Here in my filed, I plant rice, but we leave a place where we can plant cabbage, lettuce, onions. After the harvest, we sell, and what we do to buy soap to help us in poverty because we don’t have maize. We plant to help us in our stomach. Because we die of hunger here, for our stomach, we don’t have anything to eat or so little. We just stay and live off our poverty here in the fields (Mtchogoni).
Since we don’t eat, we are very hungry, Father, in this country. If you meet us in the summertime with a lot of heat, you might even think this person would die. We take away the “reserve” (from the body), and we get skinny.
From growing rice and we do put lettuce, and cabbage. If you have the strength to cultivate and plant, you could be able to grow maize. They also grow with this manure that we put in. Then you harvest the maize and take it to the store to mill it. Then we come to eat it.
From morning until night, we come here. I haven’t studied, but I believe between 6 a.m. when the sun comes up, we come here. Because when the birds come in the morning, we are already here to scare the birds away. Because there are many now, the rice is ripe smells, and many birds fill up. Beat the birds they fall. You can fill this basin called (name of birds) MACHOWE.
We never did because we didn’t teach ourselves that we have to sing, and in happy encounters, we sing, the song we sing;
MAME U WAFHA NGUDZALA MTINI HIPHA KUDIMBA,
VANANA VANGU VA DAWA NGUDYALA MUTCHOGONI HIPHA KUDIMBA.
So, we sing while cultivating and playing.
VANANA VANGU VA DAWA NGUDYALA MTINI NIPHA KUDIMBA. MTCHOGONI MU NODAWA NGUMU DZAWA MBASSI NIPHA KUTSAMBA. VANANA VANGU VA NDARERA MAMA KUDZALA NIPHA KUDIMBA MTCHOGONI HITCHI DARERA MAMA KUMU DZAU HIPHA KUTSAMBA SALADA HITCHI DIMA MAEI MTCHOGONE HI NLHA KUTSAMBA
We live in this poverty that we are in, and so we sing.
We don’t compose these songs (but we sing) because we’re feeling good, not feeling with our lungs prone to tingling. when I find cabbage I cook, Because it opens up in our lungs prone to cultivating, when I find cabbage I cook, sweet potato leaves, pumpkin leaves, we cook when we find them and when it’s quiet with birds, we look for the
kakana to cook.
The root grows that is the lettuce that we give from these seeds that we plant and then sell and eat as well. Now it is the season of rice. We sowed in February and January. It is now drying up. Then we will cut it in June. What we have been doing, we clean the land and sow the rice.
When the land is ready, we pierce the soil with a flat stick to open a hole and put the seed in it when we sow the rice. It is not to sell, but rather to share among families, because if, one day, you wouldn’t have food, you would have family help to sow in your fields.

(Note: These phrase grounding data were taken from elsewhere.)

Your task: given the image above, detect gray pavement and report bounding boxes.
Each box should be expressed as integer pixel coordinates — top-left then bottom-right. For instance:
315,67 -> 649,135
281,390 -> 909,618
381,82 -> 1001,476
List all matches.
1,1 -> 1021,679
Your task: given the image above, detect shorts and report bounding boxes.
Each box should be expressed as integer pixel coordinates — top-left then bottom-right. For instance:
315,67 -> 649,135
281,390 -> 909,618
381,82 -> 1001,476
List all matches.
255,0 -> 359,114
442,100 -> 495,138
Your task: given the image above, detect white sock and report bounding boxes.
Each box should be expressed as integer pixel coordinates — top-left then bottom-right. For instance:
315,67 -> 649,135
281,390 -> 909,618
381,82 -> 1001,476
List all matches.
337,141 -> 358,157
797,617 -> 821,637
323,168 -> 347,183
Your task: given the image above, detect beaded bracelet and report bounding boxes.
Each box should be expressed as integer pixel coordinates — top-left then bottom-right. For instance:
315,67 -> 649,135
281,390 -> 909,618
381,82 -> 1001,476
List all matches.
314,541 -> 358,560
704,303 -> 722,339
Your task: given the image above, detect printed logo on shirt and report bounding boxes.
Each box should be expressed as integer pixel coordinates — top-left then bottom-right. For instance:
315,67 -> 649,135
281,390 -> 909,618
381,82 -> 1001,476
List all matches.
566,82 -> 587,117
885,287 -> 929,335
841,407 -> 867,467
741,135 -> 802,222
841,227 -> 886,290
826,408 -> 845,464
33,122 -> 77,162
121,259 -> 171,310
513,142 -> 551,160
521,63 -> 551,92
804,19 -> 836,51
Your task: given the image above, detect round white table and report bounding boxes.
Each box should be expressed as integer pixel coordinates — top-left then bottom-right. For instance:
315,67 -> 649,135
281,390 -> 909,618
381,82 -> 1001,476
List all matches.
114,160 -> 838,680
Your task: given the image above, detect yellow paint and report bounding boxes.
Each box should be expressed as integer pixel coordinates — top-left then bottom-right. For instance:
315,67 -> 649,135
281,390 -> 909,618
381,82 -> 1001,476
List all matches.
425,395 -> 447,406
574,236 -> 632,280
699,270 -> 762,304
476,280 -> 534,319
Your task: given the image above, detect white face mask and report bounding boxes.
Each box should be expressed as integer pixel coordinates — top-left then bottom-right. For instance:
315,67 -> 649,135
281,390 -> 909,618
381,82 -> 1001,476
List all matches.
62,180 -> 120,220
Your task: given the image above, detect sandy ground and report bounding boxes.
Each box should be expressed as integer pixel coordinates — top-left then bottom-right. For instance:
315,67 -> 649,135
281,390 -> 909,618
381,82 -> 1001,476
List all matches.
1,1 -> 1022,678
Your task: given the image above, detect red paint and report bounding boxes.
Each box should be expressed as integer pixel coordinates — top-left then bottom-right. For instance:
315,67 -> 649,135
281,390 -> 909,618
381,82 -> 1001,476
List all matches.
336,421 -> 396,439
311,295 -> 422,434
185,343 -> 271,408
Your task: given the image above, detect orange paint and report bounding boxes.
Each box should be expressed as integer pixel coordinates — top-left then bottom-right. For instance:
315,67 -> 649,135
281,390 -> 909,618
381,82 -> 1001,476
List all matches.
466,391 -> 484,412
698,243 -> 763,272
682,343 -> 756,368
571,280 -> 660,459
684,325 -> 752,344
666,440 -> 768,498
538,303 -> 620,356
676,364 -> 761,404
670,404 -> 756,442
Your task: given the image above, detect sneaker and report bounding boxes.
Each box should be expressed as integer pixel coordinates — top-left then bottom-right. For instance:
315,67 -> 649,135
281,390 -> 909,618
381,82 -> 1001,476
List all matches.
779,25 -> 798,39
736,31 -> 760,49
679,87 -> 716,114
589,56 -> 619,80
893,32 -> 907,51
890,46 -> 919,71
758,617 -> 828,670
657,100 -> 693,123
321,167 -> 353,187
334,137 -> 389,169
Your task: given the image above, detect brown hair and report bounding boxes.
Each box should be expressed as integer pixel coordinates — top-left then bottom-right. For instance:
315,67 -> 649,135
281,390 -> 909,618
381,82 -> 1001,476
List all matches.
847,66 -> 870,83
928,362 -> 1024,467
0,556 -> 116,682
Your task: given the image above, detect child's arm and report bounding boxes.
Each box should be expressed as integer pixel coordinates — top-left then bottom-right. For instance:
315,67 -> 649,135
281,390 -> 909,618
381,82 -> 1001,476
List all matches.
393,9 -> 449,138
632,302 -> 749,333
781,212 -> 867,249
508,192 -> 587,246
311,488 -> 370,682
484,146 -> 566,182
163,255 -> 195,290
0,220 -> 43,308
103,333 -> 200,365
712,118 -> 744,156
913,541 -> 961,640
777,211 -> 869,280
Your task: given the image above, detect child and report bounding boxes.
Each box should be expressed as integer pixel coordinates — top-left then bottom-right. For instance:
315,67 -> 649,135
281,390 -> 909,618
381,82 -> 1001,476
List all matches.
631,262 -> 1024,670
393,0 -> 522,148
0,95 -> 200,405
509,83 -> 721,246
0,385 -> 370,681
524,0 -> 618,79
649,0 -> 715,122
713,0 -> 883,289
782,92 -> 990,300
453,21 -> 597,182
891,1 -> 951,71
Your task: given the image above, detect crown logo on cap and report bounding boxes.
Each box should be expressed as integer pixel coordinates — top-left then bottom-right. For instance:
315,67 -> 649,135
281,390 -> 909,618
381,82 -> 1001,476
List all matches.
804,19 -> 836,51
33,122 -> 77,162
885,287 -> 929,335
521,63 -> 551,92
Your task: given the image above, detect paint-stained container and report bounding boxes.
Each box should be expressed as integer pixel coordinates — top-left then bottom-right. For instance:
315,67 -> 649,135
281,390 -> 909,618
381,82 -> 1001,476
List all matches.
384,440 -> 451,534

I come alone since my children are grown up. I come here to chase the birds away as my partner has passed away. Because of my old age, I sow and managed to fill one and a half sacks, one sieve and one can. If you are very lucky and the rice got rain, even two bags you can. So, we work to make our own small space. Those who sow in large spaces get the rice. I sow very little because of my old age. I suffer from legs even now, but I cultivate because of poverty.
I know that since December, January and the time we sow Moleque we cut, it looks like peanuts. We sow then in late January and February, we clean the plot and put in the ground and start sowing. Those are the months that we work on them.
Even on other days, we eat our rice without thinking that we’ll get our rice next season next year. This year we will cut the rice now, and we don’t leave the same rice for next year.